Millénium : Les Hommes qui n’aimaient pas les femmes, réalisé par David Fincher, est une œuvre à la fois fascinante et frustrante. Basée sur le roman de Stieg Larsson, cette adaptation ambitieuse mélange mystère, enquête et portrait psychologique, tout en se heurtant parfois à des choix qui limitent son impact émotionnel. David Fincher, fidèle à sa réputation, livre un film sombre et impeccablement réalisé, mais dont l’audace se heurte à une certaine rigidité.
L’atmosphère du film est sans conteste l’un de ses plus grands atouts. Les paysages glacials de la Suède et les décors oppressants des demeures de la famille Vanger sont capturés avec un soin méticuleux par le directeur de la photographie Jeff Cronenweth. Chaque image semble imprégnée d’une froideur à la fois physique et émotionnelle, qui enveloppe le spectateur dans l’univers sombre et sans concession de l’histoire.
La bande-son de Trent Reznor et Atticus Ross, avec ses sonorités industrielles et organiques, accompagne parfaitement cette atmosphère. Elle renforce le caractère inquiétant de l’intrigue, même si elle peut parfois sembler trop envahissante, accentuant des scènes qui auraient gagné en puissance dans le silence.
Dans le rôle de Lisbeth Salander, Rooney Mara est tout simplement remarquable. Elle incarne avec une intensité palpable une femme complexe, brisée par un passé de violence, mais dotée d’une force intérieure indomptable. Sa transformation physique et émotionnelle illustre à quel point elle s’investit dans le rôle, offrant une Lisbeth à la fois vulnérable et impitoyable.
Face à elle, Daniel Craig interprète un Mikael Blomkvist plus réservé. S’il joue correctement le rôle du journaliste idéaliste, son personnage manque parfois d’étincelle face à la présence écrasante de Mara. L’alchimie entre les deux fonctionne néanmoins, donnant lieu à des interactions crédibles et nuancées.

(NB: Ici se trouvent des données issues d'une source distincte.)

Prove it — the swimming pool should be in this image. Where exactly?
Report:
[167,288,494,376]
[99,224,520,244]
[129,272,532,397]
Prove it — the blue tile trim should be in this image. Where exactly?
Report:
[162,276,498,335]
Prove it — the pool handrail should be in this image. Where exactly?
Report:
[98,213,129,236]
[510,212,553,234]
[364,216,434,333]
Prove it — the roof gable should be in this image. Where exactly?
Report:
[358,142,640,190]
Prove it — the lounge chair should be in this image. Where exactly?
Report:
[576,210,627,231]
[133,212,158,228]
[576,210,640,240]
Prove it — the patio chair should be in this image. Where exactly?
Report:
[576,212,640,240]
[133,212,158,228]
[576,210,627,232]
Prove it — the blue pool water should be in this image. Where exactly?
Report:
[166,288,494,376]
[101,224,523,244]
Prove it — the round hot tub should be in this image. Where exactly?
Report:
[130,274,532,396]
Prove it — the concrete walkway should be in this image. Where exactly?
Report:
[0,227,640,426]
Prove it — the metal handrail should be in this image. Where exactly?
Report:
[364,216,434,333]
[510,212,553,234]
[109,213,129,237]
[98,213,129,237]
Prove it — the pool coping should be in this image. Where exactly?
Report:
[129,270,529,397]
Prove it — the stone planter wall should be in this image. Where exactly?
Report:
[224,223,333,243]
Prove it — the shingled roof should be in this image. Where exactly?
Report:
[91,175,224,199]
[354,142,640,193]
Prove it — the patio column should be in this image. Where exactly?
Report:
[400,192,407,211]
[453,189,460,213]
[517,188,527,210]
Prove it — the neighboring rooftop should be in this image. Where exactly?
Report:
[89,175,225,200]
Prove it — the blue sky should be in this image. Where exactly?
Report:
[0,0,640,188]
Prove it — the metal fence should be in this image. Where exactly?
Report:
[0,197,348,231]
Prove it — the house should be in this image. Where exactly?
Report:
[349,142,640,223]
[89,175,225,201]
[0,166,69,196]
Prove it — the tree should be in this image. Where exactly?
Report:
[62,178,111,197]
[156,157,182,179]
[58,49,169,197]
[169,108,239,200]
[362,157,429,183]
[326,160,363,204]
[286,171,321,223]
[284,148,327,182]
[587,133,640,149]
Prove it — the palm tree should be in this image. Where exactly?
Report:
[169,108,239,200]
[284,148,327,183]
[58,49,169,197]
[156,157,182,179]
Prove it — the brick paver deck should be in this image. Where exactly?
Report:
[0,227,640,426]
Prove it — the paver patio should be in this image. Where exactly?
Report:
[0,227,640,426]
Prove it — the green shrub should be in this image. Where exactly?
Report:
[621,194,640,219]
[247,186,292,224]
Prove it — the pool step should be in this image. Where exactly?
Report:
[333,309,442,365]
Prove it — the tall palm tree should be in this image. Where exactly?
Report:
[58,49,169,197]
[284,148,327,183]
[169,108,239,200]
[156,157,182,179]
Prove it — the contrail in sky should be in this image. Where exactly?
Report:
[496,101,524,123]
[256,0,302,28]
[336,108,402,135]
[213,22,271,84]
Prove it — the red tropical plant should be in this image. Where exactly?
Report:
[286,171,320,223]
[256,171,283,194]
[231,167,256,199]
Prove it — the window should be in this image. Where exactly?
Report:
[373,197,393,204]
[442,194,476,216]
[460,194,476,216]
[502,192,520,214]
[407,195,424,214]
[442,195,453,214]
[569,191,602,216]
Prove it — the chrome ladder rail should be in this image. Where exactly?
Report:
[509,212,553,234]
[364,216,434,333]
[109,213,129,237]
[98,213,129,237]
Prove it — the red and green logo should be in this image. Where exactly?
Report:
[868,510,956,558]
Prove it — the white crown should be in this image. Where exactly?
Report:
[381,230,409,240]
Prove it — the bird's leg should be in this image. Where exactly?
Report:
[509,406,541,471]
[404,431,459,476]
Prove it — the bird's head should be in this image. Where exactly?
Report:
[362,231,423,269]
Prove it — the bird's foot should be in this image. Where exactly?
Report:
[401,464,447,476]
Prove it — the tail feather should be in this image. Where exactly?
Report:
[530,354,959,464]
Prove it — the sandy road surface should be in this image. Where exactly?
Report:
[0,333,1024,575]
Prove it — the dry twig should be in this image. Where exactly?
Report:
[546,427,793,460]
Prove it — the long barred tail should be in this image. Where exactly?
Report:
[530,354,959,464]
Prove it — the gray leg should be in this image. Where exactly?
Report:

Le scénario, signé Steven Zaillian, reste globalement fidèle au roman, mais le défi d’adapter un récit aussi dense en deux heures et demie se ressent. La première moitié du film, qui installe l’univers et introduit les personnages, est captivante. Cependant, une fois l’enquête lancée, le rythme s’accélère de manière parfois trop brusque, sacrifiant la profondeur des relations entre les personnages pour privilégier les rebondissements.
Le mystère autour de la disparition de Harriet Vanger est habilement construit, et les révélations finales sont satisfaisantes. Mais certains spectateurs pourraient trouver que le film s’attarde trop sur des détails procéduraux au détriment d’un véritable investissement émotionnel.
David Fincher ne recule devant rien pour représenter la noirceur de l’histoire. Les scènes de violence, notamment celles impliquant Lisbeth Salander, sont filmées de manière crue et directe. Si ces moments servent à souligner les thèmes centraux du film – la misogynie, le pouvoir et l’abus –, ils peuvent également paraître trop graphiques, flirtant avec le voyeurisme. Ce choix stylistique ne plaira pas à tous, même s’il reste cohérent avec l’univers dépeint.
L’un des points forts de Millénium est sa capacité à aborder des thèmes profonds tout en restant ancré dans un thriller captivant. La misogynie systémique et les abus de pouvoir sont au cœur de l’intrigue, et le film parvient à dénoncer ces problèmes sans verser dans la moralisation. Lisbeth Salander, en particulier, incarne une forme de justice brutale mais nécessaire, se dressant contre un monde qui l’a trahie à plusieurs reprises.
David Fincher est un maître du contrôle, et cela se voit dans chaque aspect de la réalisation. Les cadrages sont parfaits, les mouvements de caméra précis, et le montage serré. Cependant, cette perfection technique donne parfois au film une froideur émotionnelle. On admire la mécanique, mais on ressent moins l’intensité des émotions. Ce choix stylistique, s’il peut être fascinant, limite l’impact de certaines scènes, qui auraient gagné à être plus viscérales.
Millénium : Les Hommes qui n’aimaient pas les femmes est un thriller noir et stylisé qui impressionne par son atmosphère et ses performances, en particulier celle de Rooney Mara. Cependant, son rythme inégal et sa froideur émotionnelle empêchent le film de pleinement captiver. David Fincher signe une œuvre techniquement brillante, mais qui, malgré ses qualités indéniables, manque parfois de cœur pour transcender ses ambitions.